In February, I challenged myself to do two things every day. The first was read a book, the second was exercise. I continued challenging myself to exercise in March, but replaced books with email.
Reading was prioritized because “typical” for me is finishing a book a week but I was barely picking up my kindle. Not reading is never a good sign for me, but some of it seemed like life changes – I used to read in cafes (lol), on planes (lmao), on a lazy morning in a hotel waiting to head to wherever I was going next (rofl). And then, cohabitation means that typically at mealtimes I eat with my partner and make conversation, rather than losing myself in a book.
Forcing myself to set an intention and make it a habit helped a lot. Sometimes I just read a chapter, but some days it was more. I’m not back to reading a book a week, but around two a month, and I’m consistently making progress so that’s something.
I am so so bad at email, and March let me test a theory that I’m bad at it because it backs up and becomes overwhelming. So in March I tried to chip away at it, or at least get through that day’s mail. I didn’t manage it every day – but I did manage it most days, and for the first time in… I don’t even know, I’m ending the month less behind on email than I started it. This momentum helped me make inroads on other things, and the random things for my taxes that were buried somewhere in my inbox have been dug out and dealt with.
The challenge proved to me that chipping away at it helps, and the mindset of trying to stay on top of things stopped me from avoiding things until I forgot them, and pushed me to delete the things that might be interesting if I hadn’t read them within a couple of days. We’ll see if I can keep this up or if I am immediately buried again.
The hardest one – I am truly tired of continually rebuilding this habit throughout this pandemic. I made it 26/28 days in February, and somewhat less in March. There were a couple of phases to this one.
Phase 1: Redefine what “counts”.
Pre-pandemic, I had a definition of “worked out” that was contingent on the gym and the pool. A year ago, I would focus on meeting my step goal. But everything being shut, and being constrained to a 5km radius and very limited hours of daylight, that wasn’t really working for me. It was really annoying to go for a 1 hour walk, but only have ~8K steps and be feeling like it “didn’t count”. Now we have a spin bike, so I refined it around “zone minutes” which worked better. Two months in, I’m less worried about metrics, I know when I exercised (and when I didn’t).
Phase 2: Rediscover enjoyment.
At the end of February I was consistently checking the box but… it felt like a chore. This felt even worse than not exercising at all in some ways – I’m someone who loves physical activity, but I wasn’t feeling that love. I would either begrudgingly walk the same circuit I’ve walked for the past year, or get on the spin bike with some TV show I felt ambivalent about, and try and clock the zone minutes as fast as I could so that I could do something else instead.

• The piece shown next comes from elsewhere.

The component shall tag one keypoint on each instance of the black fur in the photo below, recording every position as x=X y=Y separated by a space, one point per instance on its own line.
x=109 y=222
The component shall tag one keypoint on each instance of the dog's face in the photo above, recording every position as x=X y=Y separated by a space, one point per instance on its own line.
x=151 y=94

Finally, I got the peloton app. I had been contemplating it but not doing it for weeks, mainly on the basis that 1) I hadn’t been taking spin classes before, so would I like it and 2) that was the only idea I had, so if that didn’t work… I had no more ideas.

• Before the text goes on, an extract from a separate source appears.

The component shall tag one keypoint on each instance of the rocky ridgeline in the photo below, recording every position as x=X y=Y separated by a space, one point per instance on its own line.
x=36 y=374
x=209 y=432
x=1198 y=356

My first peloton class I ugly cried for… a lot of it. Turns out, it felt so good to really get my heart rate up and enjoy exercise that all the grief I have for the gym came pouring out of me. Now I’m trying to do a peloton class every other day, working up to longer ones, and on other days I either go for a walk or… chill. It took two months, but I feel much better about this habit.
In April I’m focused on two things.
Skincare. After having a bunch of issues that resulted in a trip to the dermatologist, I’m finally doing better, less strung out by the regime she has me on, and trying to rediscover my love of beauty products. In April I’m trying to do something every day that makes me feel good, whether it’s a mask, a scrub, or actually wearing makeup.
Human contact. This timeline has been pretty isolating, and at times I feel like life is so boring I have nothing to say. My challenge this month is to have a meaningful human interaction with someone who isn’t my partner or a colleague every day. This already pushed me to make up a bunch of packages I’ve been meaning to send out for months, but y’know, more phone calls, more longer text message conversations, more making an effort to check in.